National
Government may revoke ban on old vehicles
The government is making preparations to amend the recently-enforced directive banning public vehicles older than 20 years.
Sanjeev Giri
The government is making preparations to amend the recently-enforced directive banning public vehicles older than 20 years.
The Ministry of Physical Infrastructure and Transport has tabled a proposal at the Cabinet seeking an amendment to the directive putting the public vehicles over 20 years old off the roads. “The proposal has been taken to the Cabinet with a motive to allow vehicles to ply the streets on the basis of its worthiness,” Madhusudan Adhikari, secretary at the Transport Ministry told the Post.
In mid-March, the government had implemented the decision stating that the move will help reduce vehicle congestion, reduce fuel emission from the old and poorly-maintained vehicles that increase the risk of accidents.
A Cabinet meeting on February 2017 had made the decision of banning the public vehicles that are older than 20 years. The decision implemented after homework spanning more than a year, however, is being revoked within six months of its implementation.
According to Adhikari, the move aimed at easing restrictions on old vehicles was initiated following an appeal by transport entrepreneurs. “All the vehicles cannot be put under one category, based only on their age. So, we have initiated a new process that will explore a number of factors,” he said, adding that several old vehicles imported from the European, American and Japanese car makers, among others, reportedly have satisfactory condition.
The transport secretary, however, assures that the government agencies will check the vehicles’ conditions and road-worthiness before allowing such vehicles to ply the country’s roads. The proposal tabled in the Cabinet bars the vehicles older than 20 years from operating in Kathmandu Valley and Pokhara Metropolitan City.
Director General at the Department of Transport Management Lawanya Kumar Dhakal told the Post that the department had written to the ministry about the need to make changes to the directive issued three weeks earlier. “Transport entrepreneurs had filed an application at the department along with necessary recommendations from authorities at the provincial and district levels. We have forwarded it to the ministry with our inputs,” Dhakal said, adding that requests had come mostly from entrepreneurs in eastern hills.

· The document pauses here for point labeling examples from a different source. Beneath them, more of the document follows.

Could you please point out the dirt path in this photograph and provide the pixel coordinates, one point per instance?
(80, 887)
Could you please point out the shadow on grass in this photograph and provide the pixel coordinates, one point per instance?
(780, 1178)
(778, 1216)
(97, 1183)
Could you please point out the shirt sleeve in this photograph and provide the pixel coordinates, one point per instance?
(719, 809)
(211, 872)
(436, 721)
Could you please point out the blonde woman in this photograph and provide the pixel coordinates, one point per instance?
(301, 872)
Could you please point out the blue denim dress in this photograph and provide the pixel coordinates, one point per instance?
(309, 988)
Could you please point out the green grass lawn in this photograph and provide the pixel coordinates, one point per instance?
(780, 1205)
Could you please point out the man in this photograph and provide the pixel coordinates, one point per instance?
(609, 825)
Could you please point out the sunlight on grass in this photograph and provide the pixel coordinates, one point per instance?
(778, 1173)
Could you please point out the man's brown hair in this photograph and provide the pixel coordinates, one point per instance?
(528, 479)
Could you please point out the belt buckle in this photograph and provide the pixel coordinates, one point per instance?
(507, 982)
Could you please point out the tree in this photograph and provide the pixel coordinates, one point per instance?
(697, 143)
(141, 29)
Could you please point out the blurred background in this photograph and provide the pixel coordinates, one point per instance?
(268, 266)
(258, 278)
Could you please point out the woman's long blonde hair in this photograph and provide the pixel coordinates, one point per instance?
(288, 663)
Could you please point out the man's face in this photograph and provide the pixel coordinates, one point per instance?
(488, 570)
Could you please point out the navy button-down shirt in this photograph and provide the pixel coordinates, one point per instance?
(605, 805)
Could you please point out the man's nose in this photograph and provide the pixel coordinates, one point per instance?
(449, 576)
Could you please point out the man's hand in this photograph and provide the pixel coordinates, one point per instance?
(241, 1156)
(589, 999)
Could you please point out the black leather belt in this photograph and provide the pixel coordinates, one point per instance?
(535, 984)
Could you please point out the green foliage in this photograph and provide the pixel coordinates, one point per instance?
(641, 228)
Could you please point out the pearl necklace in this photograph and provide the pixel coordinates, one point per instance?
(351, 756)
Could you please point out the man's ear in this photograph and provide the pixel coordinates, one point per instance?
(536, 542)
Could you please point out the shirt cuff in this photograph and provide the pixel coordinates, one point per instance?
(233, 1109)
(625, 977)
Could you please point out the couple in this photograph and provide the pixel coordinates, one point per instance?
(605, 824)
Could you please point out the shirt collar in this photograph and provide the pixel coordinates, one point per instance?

According to Dhakal, particularly Sports Utility Vehicle (SUV) operators in the region have came up with requests arguing that many of the vehicles like Toyota Land Cruiser, Toyota Prado and Jaguar Land Rover and similar other models that they have been operating are fit to take on hilly terrains.However, the decision can be revised only by the Cabinet.
“Authorities at the local levels are requesting us to allow the use of such vehicles to ease movement of people in the hills with difficult terrains,” Dhakal said. The motive behind the requests was to facilitate transportation in the lead up to Dashain, the biggest Hindu festival that witnesses a significant surge in the number of travellers across the country, he added.
Though the government has stated that it will test road-worthiness of the vehicles in question before allowing them back on the roads, the country’s only Vehicle Fitness Test Centre (VTFC)—which is armed with automated facility—in the Capital’s Teku remains defunct. Asked how the road-worthiness of such vehicles could be determined in the absence of automated technology, Secretary Adhikari defended the government move saying that the ministry was also making plans to make the VTFC functional soon.
Dhakal on the other hand said the engineers at the DoTM had prepared guidelines based on which such vehicles would be put to tests and allow those coming up with a clean bill of health back on the roads.
According to the DoTM, around 10,000 such vehicles were in operation across the country before the ban was enforced.